Some French intellectuals defended him throughout the controversy, arguing that one of the most respected and well-spoken rappers in France had a rightful place at the Bataclan. Yet they were outnumbered by critics. “Médine has rightly claimed a strong affiliation to many French cultural figures, because he defends and embodies the fundamentals of that culture,” said Emmanuelle Carinos, a sociologist who studies violence in French rap.
In interviews, and in his lyrics, Médine has compared himself to irreverent humourists and songwriters of the 20th century such as Jacques Brel, and to novelists like Victor Hugo.
“But he might have been too confident,” Carinos said, “and not aware that many would also single out some lyrics and take the most provocative ones at face value.”
Médine grew up in Le Havre, a port city in northwestern France where he lives with his wife and three children. Médine, who is of Algerian descent, converted to Islam as a teenager. He started to rap both about the dangers of radicalisation and Islamophobia early in his career.

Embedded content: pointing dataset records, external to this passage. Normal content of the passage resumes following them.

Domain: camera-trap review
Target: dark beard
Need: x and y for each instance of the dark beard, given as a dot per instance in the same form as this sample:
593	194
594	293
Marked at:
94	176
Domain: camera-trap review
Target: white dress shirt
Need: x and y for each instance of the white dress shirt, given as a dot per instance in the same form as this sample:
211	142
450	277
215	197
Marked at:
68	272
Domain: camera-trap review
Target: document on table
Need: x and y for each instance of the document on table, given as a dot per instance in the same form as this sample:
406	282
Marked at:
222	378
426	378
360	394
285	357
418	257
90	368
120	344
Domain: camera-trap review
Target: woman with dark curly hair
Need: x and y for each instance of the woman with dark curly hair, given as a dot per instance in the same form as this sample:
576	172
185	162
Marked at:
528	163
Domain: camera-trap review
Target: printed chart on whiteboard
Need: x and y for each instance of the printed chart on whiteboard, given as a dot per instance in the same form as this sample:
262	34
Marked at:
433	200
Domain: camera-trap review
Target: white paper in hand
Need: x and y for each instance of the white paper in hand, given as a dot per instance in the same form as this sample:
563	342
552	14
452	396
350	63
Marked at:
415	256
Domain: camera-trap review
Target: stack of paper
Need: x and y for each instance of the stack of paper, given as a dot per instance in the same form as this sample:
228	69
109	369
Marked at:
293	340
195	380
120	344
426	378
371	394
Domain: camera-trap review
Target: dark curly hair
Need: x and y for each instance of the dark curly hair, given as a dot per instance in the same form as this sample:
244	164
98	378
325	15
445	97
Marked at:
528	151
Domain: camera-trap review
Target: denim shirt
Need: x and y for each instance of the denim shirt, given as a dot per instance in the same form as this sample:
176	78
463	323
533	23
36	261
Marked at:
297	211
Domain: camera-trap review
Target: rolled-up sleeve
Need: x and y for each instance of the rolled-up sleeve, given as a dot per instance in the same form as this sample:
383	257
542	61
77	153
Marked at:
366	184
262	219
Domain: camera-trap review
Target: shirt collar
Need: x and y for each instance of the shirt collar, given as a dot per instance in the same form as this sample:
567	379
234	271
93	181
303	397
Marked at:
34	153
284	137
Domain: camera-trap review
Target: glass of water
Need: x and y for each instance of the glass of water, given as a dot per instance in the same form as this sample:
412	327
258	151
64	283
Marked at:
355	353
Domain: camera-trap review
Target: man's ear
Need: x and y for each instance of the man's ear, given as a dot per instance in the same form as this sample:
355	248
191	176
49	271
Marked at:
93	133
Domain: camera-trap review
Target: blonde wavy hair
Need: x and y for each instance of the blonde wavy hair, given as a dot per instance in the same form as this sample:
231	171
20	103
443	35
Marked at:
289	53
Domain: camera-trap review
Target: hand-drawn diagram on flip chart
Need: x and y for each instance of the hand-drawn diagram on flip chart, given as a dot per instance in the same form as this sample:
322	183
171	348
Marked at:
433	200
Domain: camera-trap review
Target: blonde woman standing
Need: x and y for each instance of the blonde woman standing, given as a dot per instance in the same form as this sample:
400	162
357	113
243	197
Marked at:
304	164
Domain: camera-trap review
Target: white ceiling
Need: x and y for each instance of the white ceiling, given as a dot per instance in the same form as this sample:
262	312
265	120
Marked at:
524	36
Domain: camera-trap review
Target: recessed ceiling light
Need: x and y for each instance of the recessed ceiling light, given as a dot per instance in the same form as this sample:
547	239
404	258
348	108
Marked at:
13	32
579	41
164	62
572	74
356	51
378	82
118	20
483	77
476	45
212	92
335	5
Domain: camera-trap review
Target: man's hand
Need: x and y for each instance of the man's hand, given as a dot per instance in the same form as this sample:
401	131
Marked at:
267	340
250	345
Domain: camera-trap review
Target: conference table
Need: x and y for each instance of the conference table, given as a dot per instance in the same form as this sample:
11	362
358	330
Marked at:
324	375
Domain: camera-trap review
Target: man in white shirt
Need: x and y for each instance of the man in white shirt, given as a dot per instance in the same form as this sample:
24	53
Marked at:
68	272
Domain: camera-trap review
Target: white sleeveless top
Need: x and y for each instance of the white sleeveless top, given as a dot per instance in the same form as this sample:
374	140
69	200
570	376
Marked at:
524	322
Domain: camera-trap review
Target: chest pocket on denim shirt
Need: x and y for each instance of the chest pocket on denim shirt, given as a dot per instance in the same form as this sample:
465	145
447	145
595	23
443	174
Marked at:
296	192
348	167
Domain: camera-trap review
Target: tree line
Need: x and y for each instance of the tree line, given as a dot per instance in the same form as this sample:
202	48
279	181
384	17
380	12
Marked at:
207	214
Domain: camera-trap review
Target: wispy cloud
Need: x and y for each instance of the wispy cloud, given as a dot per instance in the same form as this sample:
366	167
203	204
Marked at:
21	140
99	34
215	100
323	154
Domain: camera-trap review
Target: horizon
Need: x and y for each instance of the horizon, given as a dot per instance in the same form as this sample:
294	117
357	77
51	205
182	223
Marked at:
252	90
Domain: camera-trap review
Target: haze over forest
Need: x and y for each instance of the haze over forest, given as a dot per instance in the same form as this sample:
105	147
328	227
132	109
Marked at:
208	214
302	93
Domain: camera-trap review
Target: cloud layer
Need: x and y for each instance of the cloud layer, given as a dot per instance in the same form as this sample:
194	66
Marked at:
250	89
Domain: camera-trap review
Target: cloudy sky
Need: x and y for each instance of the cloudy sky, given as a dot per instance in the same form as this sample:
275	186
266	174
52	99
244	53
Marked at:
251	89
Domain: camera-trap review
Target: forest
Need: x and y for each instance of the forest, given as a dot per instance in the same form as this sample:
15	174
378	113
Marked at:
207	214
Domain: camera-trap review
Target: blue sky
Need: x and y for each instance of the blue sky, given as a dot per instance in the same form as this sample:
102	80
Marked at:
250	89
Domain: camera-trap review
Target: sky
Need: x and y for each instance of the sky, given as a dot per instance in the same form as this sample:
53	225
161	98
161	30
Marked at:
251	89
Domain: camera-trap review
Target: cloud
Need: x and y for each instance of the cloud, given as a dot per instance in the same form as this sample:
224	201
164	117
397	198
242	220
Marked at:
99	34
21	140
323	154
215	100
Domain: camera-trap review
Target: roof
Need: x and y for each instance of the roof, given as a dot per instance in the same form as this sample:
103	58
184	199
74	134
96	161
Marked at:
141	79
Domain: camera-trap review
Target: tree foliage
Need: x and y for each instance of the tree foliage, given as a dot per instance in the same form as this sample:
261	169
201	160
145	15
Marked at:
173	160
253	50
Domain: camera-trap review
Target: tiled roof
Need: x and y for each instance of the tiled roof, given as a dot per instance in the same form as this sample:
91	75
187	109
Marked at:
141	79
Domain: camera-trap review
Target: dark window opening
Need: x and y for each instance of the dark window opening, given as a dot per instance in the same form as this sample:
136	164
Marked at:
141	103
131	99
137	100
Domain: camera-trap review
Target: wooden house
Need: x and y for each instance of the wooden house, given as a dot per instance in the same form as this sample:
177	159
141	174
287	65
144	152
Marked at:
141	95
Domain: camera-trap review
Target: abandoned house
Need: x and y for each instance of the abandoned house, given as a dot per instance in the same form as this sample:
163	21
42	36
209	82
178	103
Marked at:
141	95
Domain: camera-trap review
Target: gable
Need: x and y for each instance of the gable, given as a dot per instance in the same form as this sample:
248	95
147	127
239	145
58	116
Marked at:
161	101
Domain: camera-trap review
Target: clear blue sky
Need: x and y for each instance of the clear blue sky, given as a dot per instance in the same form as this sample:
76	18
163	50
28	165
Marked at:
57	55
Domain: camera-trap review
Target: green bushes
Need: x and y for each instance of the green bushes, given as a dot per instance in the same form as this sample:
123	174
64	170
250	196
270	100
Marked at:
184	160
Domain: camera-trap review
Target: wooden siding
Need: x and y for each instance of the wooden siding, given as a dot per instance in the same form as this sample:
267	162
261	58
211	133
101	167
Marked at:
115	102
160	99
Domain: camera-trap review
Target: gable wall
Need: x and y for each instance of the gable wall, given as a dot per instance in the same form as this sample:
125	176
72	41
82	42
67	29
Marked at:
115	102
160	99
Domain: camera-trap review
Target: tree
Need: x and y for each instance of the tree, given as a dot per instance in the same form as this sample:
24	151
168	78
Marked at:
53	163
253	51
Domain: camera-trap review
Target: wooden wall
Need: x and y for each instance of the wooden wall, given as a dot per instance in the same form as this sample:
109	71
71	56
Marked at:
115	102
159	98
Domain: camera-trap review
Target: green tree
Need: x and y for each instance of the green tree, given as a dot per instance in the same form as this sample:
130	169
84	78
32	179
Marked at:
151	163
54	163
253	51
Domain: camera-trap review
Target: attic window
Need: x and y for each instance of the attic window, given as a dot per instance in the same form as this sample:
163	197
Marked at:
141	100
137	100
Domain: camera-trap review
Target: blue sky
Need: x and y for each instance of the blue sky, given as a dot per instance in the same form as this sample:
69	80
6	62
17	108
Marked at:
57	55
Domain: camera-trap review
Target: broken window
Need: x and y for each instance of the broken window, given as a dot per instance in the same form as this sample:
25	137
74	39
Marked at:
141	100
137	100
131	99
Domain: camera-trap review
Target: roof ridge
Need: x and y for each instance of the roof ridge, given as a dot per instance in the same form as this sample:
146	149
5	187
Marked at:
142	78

As Médine prepared backstage for his concert in Cergy, his bodyguard read out the latest death threat that had been flagged by the police. An anonymous writer said that even if Médine wore a bulletproof jacket onstage — he doesn’t — he would be “carried out feet first” nonetheless. The rapper seemed unfazed.“Dying on stage, isn’t it the most beautiful death ever?” Médine said. “Maybe they’ll see me as an artist at last.”